Blog: Supporting Transitions

Supporting Transitions

Transitions are an every day part of our lives.  We often go through transitions without realising, using a range of skills to take us through the process.

Babies and young children are in a continual cycle of transition e.g. babies move from lying on their back to rolling over, from sitting up to crawling or walking and young children go from using gestures to communicating their wants and needs.  As children grow, each transitional change to their body and development varies, the process of this change and how to deal with it differs e.g. when moving into a new room within the childcare setting or when moving on to school.  This is also the case for older children: they may be moving to senior school or no longer attending nursery and going to a new after school club.  With the Childcare Offer for Wales being piloted,  new children may be starting in your setting that haven’t ever been in a childcare setting, so supporting transitions is very important.

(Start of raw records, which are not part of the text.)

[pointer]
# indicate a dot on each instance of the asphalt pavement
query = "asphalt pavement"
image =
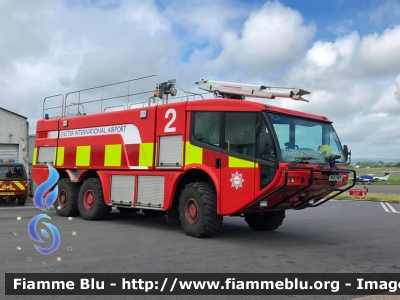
(381, 189)
(339, 236)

Be supportive – Supportive adults, having a secure role with a key person is an essential part of this process, providing an experience that is successful and positive. An important step during this change is for practitioners to consult with the children and parents who are going to be affected by this change so they understand what is happening and to promote a positive approach throughout the process.

Some types of transition that children may experience are:

  • Stages of developmental progress i.e. learning to crawl, walk, talk.
  • Moving into a new room or group within the setting.
  • Change in family dynamics – separation/divorce of parents, new sibling/addition of step family members.
  • Death of a family member or much loved pet.
  • Making new friends or losing friends.
  • Starting a new setting or school.
  • Moving house (this can involve a number of new transitions e.g. new carer/new school/loss of supportive family members).

Find out……When new children start at your setting it is important for you to meet with the parents/carers of the child to find out as much information as possible about the child’s previous experiences and how much support they might need to settle into their new environment.

How do you support new arrivals?   Are you flexible with your routines?

Top tips

Top tip no. 1 Create an ‘our families’ photo board that children can use to share family photographs.  Make sure that it’s at the child’s level so that the child can look at the photographs throughout the day and talk about their family.

Top tip no. 2 Make a picture book all about your setting with photographs of the environment, members of staff and some of the activities the children like to play with.  This book supports both the child and the parents and gives the family the opportunity to talk about the setting at home.  This will also help to reassure parents as they too are experiencing change.

Top tip no. 3 If the children are starting in a local school you could set up a display of the school and ask their permission whether you could have some photographs of the reception classroom and the outdoor area and a picture of their uniform.  This will enable your staff to talk to the children about their new school.

Top tip no. 4 When children are moving through to a new room / group / new setting ensure that the new and previous key person meet together for a full handover of the child’s likes and dislikes, stage of development, care needs and experiences they enjoy.

Top tip no. 5 Keep parents informed about the induction process and the differences that may occur in the new room, highlighting the benefits of this new change and how this will support the child’s development and learning journey.

Children going through transitions may be feeling anxiety, sadness, anger, depression or excitement. Practitioners should work with children and their families to provide a safe, secure environment to build their trust and develop a secure relationship that allows you to support their individual needs.  Consultation with children, where possible ensures they will know and understand what is going to happen/when it is going to happen, this will develop their skills and help with a smooth transition.